Thursday, December 08, 2005

I Blame Russia

It simply wouldn't do for a Georgian winter to announce itself gracefully. No whisper of sudden frost or early flakes to herald the coming season. Oh no no no. Here? It's a light bulb exploding in your face. Good morning, folks!

Winter is the season of electrical mishaps, which is a big improvement from the days of yore when every season was the season of electrical mishaps. So even though I live in a neighborhood known for reliable electricity, you still get the winter power surges. Thus, I awoke this morning to the smell, for the second time this year, of burning something. It was just the electrical space heater. My space heater is a perfectly nice appliance that was unfairly subjected to some Georgian engineering. Somebody soldered an extension cord onto the original cord with electrical tape, resulting in a certain shabby chic, fire hazard-y appeal.

Well fine, so the electrical tape was burning through and sparking and smoking.

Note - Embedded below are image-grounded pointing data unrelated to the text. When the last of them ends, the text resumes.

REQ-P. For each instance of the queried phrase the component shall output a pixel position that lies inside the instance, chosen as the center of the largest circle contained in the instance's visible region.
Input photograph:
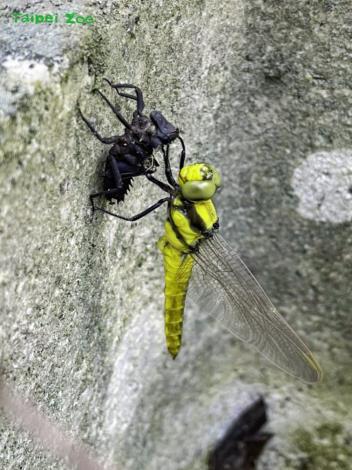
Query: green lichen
(327, 447)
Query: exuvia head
(199, 182)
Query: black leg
(137, 216)
(115, 110)
(183, 153)
(115, 171)
(163, 186)
(168, 171)
(104, 140)
(138, 97)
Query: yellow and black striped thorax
(192, 213)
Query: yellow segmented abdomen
(175, 294)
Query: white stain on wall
(323, 185)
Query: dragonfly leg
(137, 216)
(183, 153)
(168, 171)
(163, 186)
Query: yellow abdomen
(175, 245)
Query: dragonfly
(200, 263)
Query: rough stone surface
(265, 94)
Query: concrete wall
(263, 91)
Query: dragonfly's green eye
(198, 190)
(199, 182)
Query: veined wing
(223, 285)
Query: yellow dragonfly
(199, 260)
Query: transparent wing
(223, 285)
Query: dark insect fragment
(242, 444)
(132, 153)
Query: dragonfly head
(199, 182)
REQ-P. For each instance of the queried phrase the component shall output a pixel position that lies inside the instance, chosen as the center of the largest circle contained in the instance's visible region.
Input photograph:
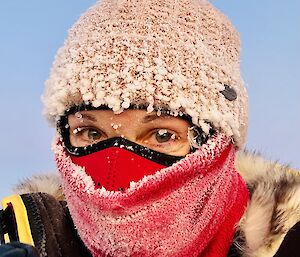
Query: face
(164, 133)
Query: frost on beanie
(162, 54)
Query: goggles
(115, 162)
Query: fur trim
(273, 209)
(47, 183)
(274, 206)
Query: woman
(150, 109)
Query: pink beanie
(183, 56)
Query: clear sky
(32, 31)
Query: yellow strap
(20, 212)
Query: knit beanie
(183, 56)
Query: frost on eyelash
(162, 132)
(77, 130)
(79, 116)
(116, 126)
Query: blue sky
(32, 31)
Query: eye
(163, 136)
(87, 134)
(93, 134)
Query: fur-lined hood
(273, 209)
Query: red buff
(188, 209)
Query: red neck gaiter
(188, 209)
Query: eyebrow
(86, 116)
(152, 117)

I turn the thing off, stre-e-e-tch and yawn, flip on my bedside lamp and POW with the lightbulb in the face. Not the most delightful of mornings.

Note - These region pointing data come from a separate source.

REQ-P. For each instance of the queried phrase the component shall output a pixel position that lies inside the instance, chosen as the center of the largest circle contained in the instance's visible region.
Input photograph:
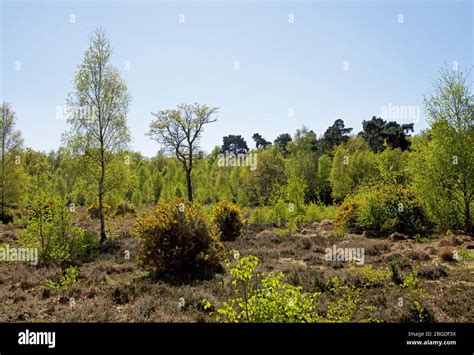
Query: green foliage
(370, 277)
(442, 165)
(94, 212)
(382, 210)
(228, 218)
(353, 165)
(259, 298)
(66, 279)
(178, 240)
(12, 175)
(269, 175)
(49, 228)
(347, 300)
(466, 254)
(125, 208)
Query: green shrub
(228, 218)
(346, 216)
(178, 240)
(50, 229)
(66, 279)
(259, 298)
(84, 245)
(382, 210)
(347, 300)
(125, 208)
(93, 210)
(316, 213)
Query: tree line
(94, 165)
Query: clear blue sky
(283, 65)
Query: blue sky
(284, 67)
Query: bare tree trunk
(467, 216)
(103, 236)
(189, 185)
(3, 166)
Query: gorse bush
(178, 240)
(228, 218)
(382, 210)
(259, 298)
(125, 208)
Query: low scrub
(383, 210)
(178, 241)
(228, 218)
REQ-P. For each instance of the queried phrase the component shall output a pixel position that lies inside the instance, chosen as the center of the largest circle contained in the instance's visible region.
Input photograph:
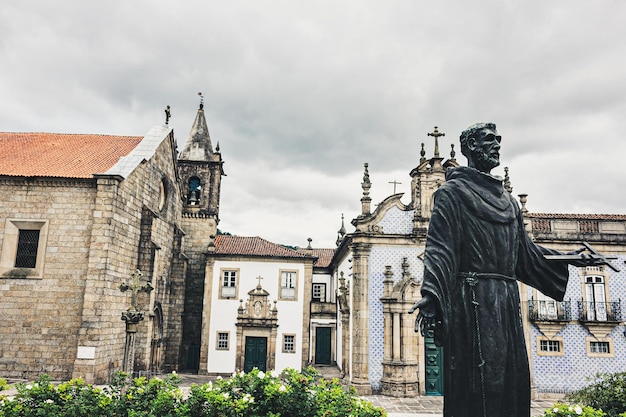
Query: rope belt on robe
(472, 278)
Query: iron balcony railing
(598, 312)
(549, 310)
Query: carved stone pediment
(549, 329)
(257, 310)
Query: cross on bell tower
(436, 134)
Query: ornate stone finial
(388, 281)
(341, 232)
(394, 182)
(366, 185)
(201, 100)
(436, 134)
(405, 268)
(507, 180)
(523, 198)
(168, 114)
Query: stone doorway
(256, 354)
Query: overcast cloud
(299, 94)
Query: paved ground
(431, 406)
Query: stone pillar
(360, 319)
(132, 318)
(396, 337)
(206, 314)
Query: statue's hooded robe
(476, 250)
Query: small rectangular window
(600, 347)
(27, 245)
(222, 341)
(319, 292)
(550, 346)
(229, 284)
(288, 283)
(289, 343)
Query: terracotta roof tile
(323, 255)
(576, 216)
(61, 155)
(253, 246)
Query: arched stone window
(193, 191)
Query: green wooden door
(434, 366)
(256, 354)
(322, 345)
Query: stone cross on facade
(135, 286)
(132, 317)
(436, 134)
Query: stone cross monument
(132, 317)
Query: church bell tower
(200, 170)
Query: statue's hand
(585, 259)
(427, 317)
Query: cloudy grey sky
(299, 94)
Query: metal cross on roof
(394, 182)
(436, 134)
(135, 286)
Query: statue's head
(480, 143)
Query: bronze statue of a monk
(476, 251)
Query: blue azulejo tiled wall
(571, 371)
(381, 256)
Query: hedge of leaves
(604, 396)
(606, 391)
(291, 393)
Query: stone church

At my office, where there was neither water nor electricity today, (and thus much more eating and drinking), I told my colleague Lasha about the lightbulb. "It was," I told him proudly, "my very first lightbulb-in-the-face."

"Your first?" Lasha looked at me as if I'd just told him that I eat babies and started counting off, on his fingers, the televisions, refrigerators, and mobile phone chargers that have all blown up in his face. O, the appliances I have known.

Well, down one warmth-giving appliance, so now we have to rely on the unventilated gas space heater that the internet assures me will kill me in no time. Mmmmm carbon monoxide. I used to wish that I had brought my electric blanket with me, but now thinking better of it, what with the sparking and the explosions and the whole Robert Fulghum bit.

I share this for the slapstick appeal, but I don't want to make it seem like I'm really roughing it here. I've got high speed internet in my apartment and a frigging Benetton on the corner. Going out to the regions, where I spent last week, puts some perspective on things. Sure we didn't have water in the office today, but out in this village past where the roads end, they're still getting water the old-fashioned way, every day.